In this period of health crisis, the needs in financing of cash flow or growth are sometimes more complex to find, here, some alternative sources of financing that we will develop in future publications:
- Trade for share
- Impact investing
- Local currencies
- Investment in private companies
- Pure participatory financing
- Debt financing
- Conversion of receivables or debt
All these sources of financing have the advantage of allowing to get out of the classical circuit, and even, sometimes, to pay back by generating an additional turnover, for example: The trade for share allows to transform capital into work, for the companies which are owners of an asset which they need (logistics, stores, materials) or improve the purchasing power for those who wish to acquire their own company.
And in the field of small businesses, all these sources of financing, including Crowdfunding, allow to avoid alternative financing, however less advantageous longer term than the bank loan.
Explaining the advantages and disadvantages of most alternative financing sources is very difficult in a simple article, we will quickly detail them, following the nagging points:
- Crowdfunding is an alternative to traditional financing, but where the capital may disappear overnight in case of speculative situations.

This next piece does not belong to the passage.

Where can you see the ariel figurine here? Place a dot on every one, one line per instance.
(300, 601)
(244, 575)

- Factoring, a tool for reducing invoices, for example in case of payment difficulties.
- Investment impact, a tool to increase partner loyalty with specific pathways and certain stated deadlines.
- Local currencies, private money like the PLEUR in France, or public money like the Mols or BEuros.

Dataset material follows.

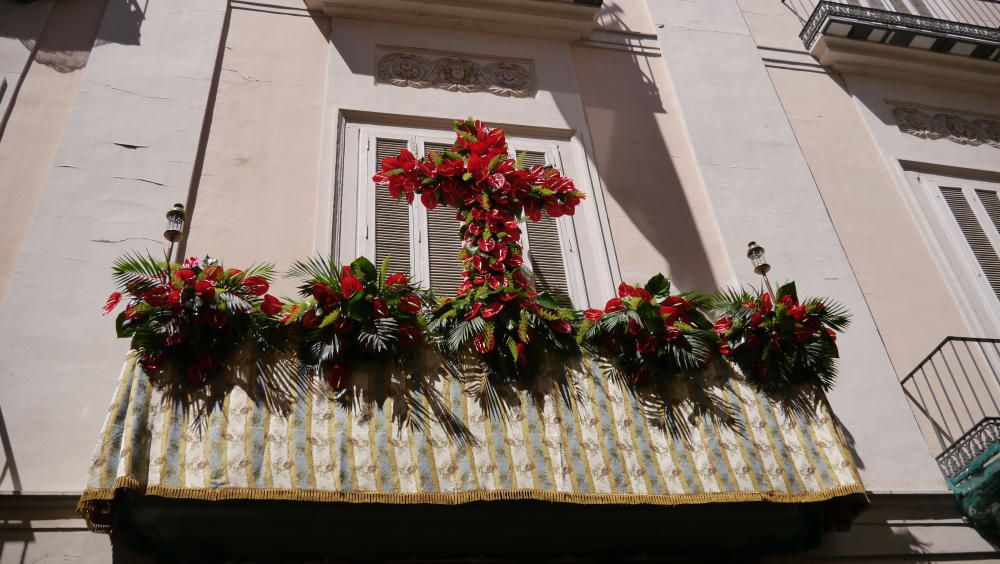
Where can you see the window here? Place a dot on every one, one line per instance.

- the partnership investment certificate: to sell to other investors and not to the companies themselves.
- Bartering, another alternative for very small quantities of goods or services.
- Factoring, another tool for SMEs to save on invoices.
- The investment impact, allowing to increase the loyalty between partners while freeing themselves from bad creditors.
- Participatory financing, a means of financing projects offering project holders direct access to the resources financed and therefore a faster access to professional life.
- The backlease, allowing greater economic and financial independence.